Stochastics of Data: Data should be viewed as a stochastic process (Neuer Ch 2). Probabilities (Laplace definition) and sets help formalize the occurrence of events in discrete measurements (Sandfeld Ch 5).
Noise as a Physical Prior: Noise is not just a nuisance to be removed; its distribution (Poisson for shot noise, Gaussian for thermal) tells us about the physics of the detector.

2. Dimension Reduction & Structure (McClarren, Neuer, Bishop)

The Curse of Dimensionality: Experimental data often has high dimensionality (thousands of pixels or spectral channels) but low intrinsic rank.
SVD vs. PCA:
- PCA (Principal Component Analysis) focuses on the covariance matrix (Neuer Ch 5.2).
- SVD (Singular Value Decomposition) is the matrix factorization ($\mathbf{X} = \mathbf{U} \mathbf{S} \mathbf{V}^T$) used to compute it efficiently (McClarren Ch 4).
Principal Variations: The first few singular vectors capture the most significant “modes” of variation. In materials science, these correspond to physical phenomena (e.g., primary grain orientations or dominant chemical shifts).
Reduced Order Modeling (ROM): PCA allows us to represent complex time-series or images with a few “scores” ({i1}, u_{i2}$), which can then be mapped to processing parameters via regression (McClarren example).

90-Minute Lecture Strategy (50 Slides)

Part 1: The Measurement Chain (Slides 1-10)

From atoms to bits: The signal formation process.
Resolution, Contrast, and Information depth.
Sampling and Aliasing: The Nyquist-Shannon limit in the lab.

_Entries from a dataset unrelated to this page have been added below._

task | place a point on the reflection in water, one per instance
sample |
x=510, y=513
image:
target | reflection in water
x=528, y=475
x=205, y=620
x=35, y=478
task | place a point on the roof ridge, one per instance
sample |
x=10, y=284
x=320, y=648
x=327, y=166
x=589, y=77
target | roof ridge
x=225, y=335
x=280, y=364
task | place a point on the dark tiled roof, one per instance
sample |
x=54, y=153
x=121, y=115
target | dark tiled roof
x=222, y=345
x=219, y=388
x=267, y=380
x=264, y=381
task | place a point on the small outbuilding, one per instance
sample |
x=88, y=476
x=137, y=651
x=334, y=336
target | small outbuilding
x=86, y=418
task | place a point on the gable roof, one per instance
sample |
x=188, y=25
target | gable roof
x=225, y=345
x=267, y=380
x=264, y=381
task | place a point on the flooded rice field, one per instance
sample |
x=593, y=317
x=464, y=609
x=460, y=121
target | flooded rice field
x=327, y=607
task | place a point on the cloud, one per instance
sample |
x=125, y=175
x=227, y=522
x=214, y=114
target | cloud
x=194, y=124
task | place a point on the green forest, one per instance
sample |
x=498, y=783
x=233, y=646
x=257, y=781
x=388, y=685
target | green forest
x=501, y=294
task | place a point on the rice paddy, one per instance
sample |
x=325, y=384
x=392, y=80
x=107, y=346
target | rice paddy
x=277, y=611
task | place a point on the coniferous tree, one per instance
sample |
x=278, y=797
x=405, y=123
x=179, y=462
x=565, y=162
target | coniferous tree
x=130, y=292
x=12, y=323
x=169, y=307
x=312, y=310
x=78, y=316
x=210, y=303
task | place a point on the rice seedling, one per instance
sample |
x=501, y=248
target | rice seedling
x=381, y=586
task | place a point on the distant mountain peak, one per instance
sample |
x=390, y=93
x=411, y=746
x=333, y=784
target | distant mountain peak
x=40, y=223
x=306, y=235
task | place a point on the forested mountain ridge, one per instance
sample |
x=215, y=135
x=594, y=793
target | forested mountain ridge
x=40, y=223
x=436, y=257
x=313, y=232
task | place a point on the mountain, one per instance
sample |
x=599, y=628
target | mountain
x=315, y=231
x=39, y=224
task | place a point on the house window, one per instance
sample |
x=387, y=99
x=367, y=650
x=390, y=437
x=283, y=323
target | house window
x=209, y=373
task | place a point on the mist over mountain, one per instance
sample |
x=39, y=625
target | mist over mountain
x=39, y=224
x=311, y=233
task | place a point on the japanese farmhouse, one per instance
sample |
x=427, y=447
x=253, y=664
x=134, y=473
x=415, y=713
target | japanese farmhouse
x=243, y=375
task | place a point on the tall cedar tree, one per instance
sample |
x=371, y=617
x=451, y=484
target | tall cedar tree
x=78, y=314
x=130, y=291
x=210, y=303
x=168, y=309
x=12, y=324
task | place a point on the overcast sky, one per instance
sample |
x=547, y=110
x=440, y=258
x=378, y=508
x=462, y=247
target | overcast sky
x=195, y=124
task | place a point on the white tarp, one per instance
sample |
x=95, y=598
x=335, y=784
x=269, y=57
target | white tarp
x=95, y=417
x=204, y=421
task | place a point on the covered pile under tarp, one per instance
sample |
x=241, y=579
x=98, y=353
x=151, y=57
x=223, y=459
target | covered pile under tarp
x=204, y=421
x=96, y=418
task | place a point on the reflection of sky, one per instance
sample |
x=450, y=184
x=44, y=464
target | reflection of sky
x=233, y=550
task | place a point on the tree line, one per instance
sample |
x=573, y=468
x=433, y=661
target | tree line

Part 2: Statistical Foundations (Slides 11-20)

Review of Variance, Covariance, and Correlation (Neuer Ch 2).
The Covariance Matrix: A geometric view of data spread.
Noise distributions: Why your error bars look the way they do.

Part 3: Dimensionality Reduction: PCA/SVD (Slides 21-35)

The intuition: Finding the “Natural” coordinate system of the data.
Step-by-step PCA: Mean centering, Covariance, Eigen-decomposition.
SVD: The engine of dimension reduction.
Interpreting Singular Values: The “Scree Plot” and explained variance.

Part 4: Materials Case Studies (Slides 36-45)

Spectral Denoising: Using PCA to separate signal from noise in EDS/XRD.
Time-series Compression: Managing high-frequency process logs.
Microstructure Eigen-modes: What does the “average” grain look like?

Part 5: Physics-ML Integration (Slides 46-50)

PCA as a “Physical Mode Finder.”
When PCA fails: Non-linearity and the need for more complex manifolds.
Introduction to the Fourier exercise: Inspecting periodicity in micrographs.

Quarto Website Update (Summary)

Summary for ML-PC Week 2:
This unit bridges the gap between the physical process of data acquisition and the mathematical tools used to describe it. We analyze how signals are formed in characterization tools and how physical constraints (resolution, noise, sampling) act as priors for learning. We then introduce Principal Component Analysis (PCA) and Singular Value Decomposition (SVD) as fundamental techniques for discovering low-dimensional structure in high-dimensional experimental datasets.